Statistics and additional bioinformatic methods
Unless described differently in the figure legends, data are shown as means with standard deviation as error bars. For binned data plots, genes were sorted and grouped into equally sized bins, which were median-normalized if applicable. The median or mean value of each bin is shown and linear regression was used to illustrate trends. Fitting of the linear model to the data is given as Pearson’s correlation coefficient (r) with corresponding p-value using a Student’s t-test. To test if two linear regressions differ significantly, an analysis of covariances (ANCOVA) was applied. For the calculation of a significant overlap in a Venn diagram a hypergeometric distribution was used. Therefore the total number of base pairs covered by peaks in each ChIP-seq was calculated as well as the number of base pairs in the overlapping region. As population size all promoter regions (-1 kb to +0.5 kb relative to a TSS; total 60,336,000 bp (human) and 46,792,500 bp (mouse)) were used.

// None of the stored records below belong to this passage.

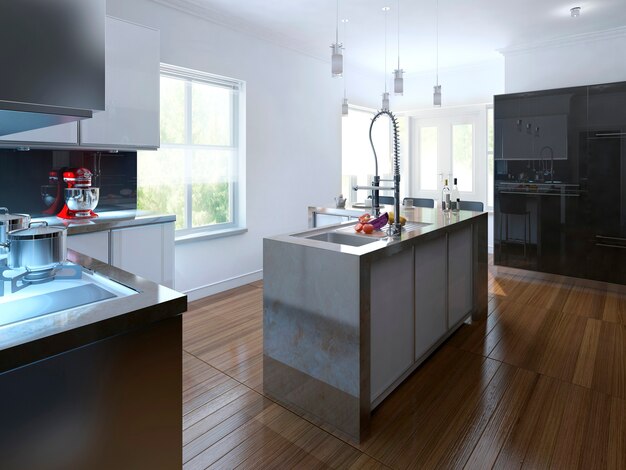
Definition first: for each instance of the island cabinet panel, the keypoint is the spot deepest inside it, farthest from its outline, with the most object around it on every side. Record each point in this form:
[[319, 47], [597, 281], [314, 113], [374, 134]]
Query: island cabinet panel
[[391, 319], [147, 251], [430, 294], [460, 287]]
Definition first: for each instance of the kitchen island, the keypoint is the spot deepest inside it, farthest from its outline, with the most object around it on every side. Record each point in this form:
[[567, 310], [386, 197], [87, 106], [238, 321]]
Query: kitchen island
[[97, 385], [347, 317]]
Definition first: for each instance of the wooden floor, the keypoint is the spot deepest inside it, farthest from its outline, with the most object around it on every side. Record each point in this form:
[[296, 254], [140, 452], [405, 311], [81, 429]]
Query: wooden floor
[[540, 383]]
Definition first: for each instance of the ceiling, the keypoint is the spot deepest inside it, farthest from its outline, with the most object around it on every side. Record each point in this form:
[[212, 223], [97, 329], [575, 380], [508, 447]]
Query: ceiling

To test significant changes after Miz1 restoration in Miz1∆POZ/∆POZ fibroblasts a paired two-sided t-test was applied. Changes in Myc and Miz1 occupancies after doxycycline-induced Myc-repression in T-lymphocytes were tested to be statistically different from 0 using a one-sample t-test. To test significant changes in cell size, BrdU positive cells, RNA amount and QPCR results Student’s t-tests were applied.
Functional analysis of gene groups was performed using DAVID35. Gene set enrichment analysis (GSEA) were performed with the C2 gene sets from the MSigDB (www.broadinstitute.org/gsea/msigdb). The number of permutations was set to 1000 and significant (p<0.005) gene sets related to Myc were selected. Binding motifs in Myc peaks within promoters of Myc-regulated genes were identified using the DREME algorithm within the MEME suite 36. A region +/-100 bps around the summit of a Myc peak was analysed.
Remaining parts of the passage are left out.